You might remember Katie from Elizabeth Green’s “Building a Better Teacher” piece in the New York Times Magazine. Katie, then, was brand new to teaching… she showed a ton of aptitude and we were hoping we’d be able to support her in becoming a master teacher as quickly as possible.
Four years later, Katie is that master. At Troy Prep, she helps train other teachers and has an administrative role in addition to teaching math- which she’s pretty amazing at.
This clip begins with her using a technique called “Show Me” to rapidly assess data on student work through observation- students answer a multiple choice question and show their answers on their fingers by playing “rock, paper, scissors.”
Katie instantly realizes there are a wide variety of answers and moves instantly to re-teach the problem. She does a great job of Withholding the Answer- another new technique that emphasizes the power of students not knowing what the right answer is- and therefore the power of delaying revealing that fact. Katie’s careful not to tip students off with her affect- she’s warm and positive and even keeps the proportion of Bs, Cs and Ds uncertain so no one knows what the majority of class members said.
In fact, the most compelling part of the clip is the mood- the warm positive affect she uses in addressing error. She’s warm and positive all the way through, enjoying the opportunity to learn from the problem rather than blaming students for getting it wrong–we call this building a Culture of Error. It’s a critical part of an effective classroom for students to know it’s safe, even useful to make mistakes.
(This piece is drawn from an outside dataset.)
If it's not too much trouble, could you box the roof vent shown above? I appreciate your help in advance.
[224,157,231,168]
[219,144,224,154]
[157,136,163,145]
At the end Katie congratulates students who found the error in their work- it’s a good thing to solve your own mistakes. It’s a lovely example of how the culture of a classroom makes students not only comfortable with errors but value them. It also demonstrates, in Show Me, an efficient tool for gathering data and responding right away and in Withhold the Answer, a slight variation that can bring added rigor to re-teaching.
Hope you enjoy it as much as we did.